Since installing my new plants, I’ve noticed a decided uptick in pollinators. The bees love the Rozanne cranesbill and agastache, in particular. As for the swallowtail butterflies, they were in flight when I spotted them. But given that they like serviceberries, I think it may have been the Autumn Brilliance that attracted them.

Now that I’ve cleared more rock mulch from the far side of my yard and done away with two of my three cotoneasters, I have a swath that would lend itself perfectly to creating a butterfly corridor from the public sidewalk to my serviceberry. I haven’t created a drawing for that area yet, but I already know that it has to have butterfly weed, which is a host and nectar plant for the monarch. So I’ve installed a Hello Yellow variety. Normally, I would have planted the orange variety, but I already have plenty of orange from the orange carpet hummingbird and sunset hyssop in that area.

The Color Guard yucca (foreground) contrasts with the orange carpet hummingbird groundcover. Eventually, the Color Guard will grow about 3 feet high and wide.

The Color Guard yucca (foreground) contrasts with the orange carpet hummingbird groundcover. Eventually, the Color Guard will grow about 3 feet high and wide.

All but one of my Pawnee Buttes sand cherries died from spending eight months in a trench at my sister’s house. With voles, bunnies and a lack of water, it’s amazing that any of them made it. So I bought three more sand cherries, as well as a Regent serviceberry, and gave them a home.

This fall, the reddish-gold foliage of the Regent serviceberry should complement the orange-red of Autumn Brilliance, the reddish-yellow of the Tiger Eyes sumac and the yellow of the Cheyenne mockorange.

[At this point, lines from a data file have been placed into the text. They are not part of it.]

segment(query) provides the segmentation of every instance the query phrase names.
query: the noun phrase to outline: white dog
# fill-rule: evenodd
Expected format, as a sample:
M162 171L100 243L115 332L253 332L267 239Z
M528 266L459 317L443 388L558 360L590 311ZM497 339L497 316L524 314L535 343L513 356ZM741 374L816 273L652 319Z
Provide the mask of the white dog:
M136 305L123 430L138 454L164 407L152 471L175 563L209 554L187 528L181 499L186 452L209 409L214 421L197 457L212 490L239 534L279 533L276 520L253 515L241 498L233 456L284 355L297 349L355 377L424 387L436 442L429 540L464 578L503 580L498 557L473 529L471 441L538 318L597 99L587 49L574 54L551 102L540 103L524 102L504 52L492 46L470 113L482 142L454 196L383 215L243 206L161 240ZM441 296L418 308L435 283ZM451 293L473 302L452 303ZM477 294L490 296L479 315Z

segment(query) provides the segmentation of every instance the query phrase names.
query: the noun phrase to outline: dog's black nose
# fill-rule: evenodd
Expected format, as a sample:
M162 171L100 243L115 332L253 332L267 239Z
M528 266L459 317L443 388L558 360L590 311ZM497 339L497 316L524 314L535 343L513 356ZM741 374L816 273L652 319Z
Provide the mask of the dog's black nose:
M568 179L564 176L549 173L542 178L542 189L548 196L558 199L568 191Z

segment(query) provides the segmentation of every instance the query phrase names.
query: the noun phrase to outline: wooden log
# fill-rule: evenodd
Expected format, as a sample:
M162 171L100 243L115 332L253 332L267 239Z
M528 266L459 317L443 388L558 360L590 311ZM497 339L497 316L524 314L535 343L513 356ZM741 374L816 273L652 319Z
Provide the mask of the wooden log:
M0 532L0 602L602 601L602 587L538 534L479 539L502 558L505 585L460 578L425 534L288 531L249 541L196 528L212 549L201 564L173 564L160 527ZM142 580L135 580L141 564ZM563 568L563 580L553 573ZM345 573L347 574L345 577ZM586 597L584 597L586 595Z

The Color Guard yuccas near the front porch have grown more slowly than I expected. They’re only about four inches tall and wide. It’ll be awhile, apparently, before they reach three feet tall and wide.

The Tiger Eyes sumac, too, has grown more slowly than I anticipated. So although it should display outstanding fall color, it’ll likely turn into a brown fuzzy stick again this winter.

I’ve been waiting for my turf to recover from the ascochyta leaf blight brought on by a rainy spring, followed by a drought-like summer. As Gilda Radner used to say, “It’s always something.”

July 30, 2016 update:  Hummingbird sighting!  About 5pm this evening, I spotted a green-and-blue hummingbird feeding on my orange carpet hummingbird groundcover (Zauschneria garrettii).  The little darling chirped as it moved from blossom to blossom.  After several minutes at the Zauschneria, it moved on to the agastache for a brief snack.  It only goes to show that if you plant it, they will come!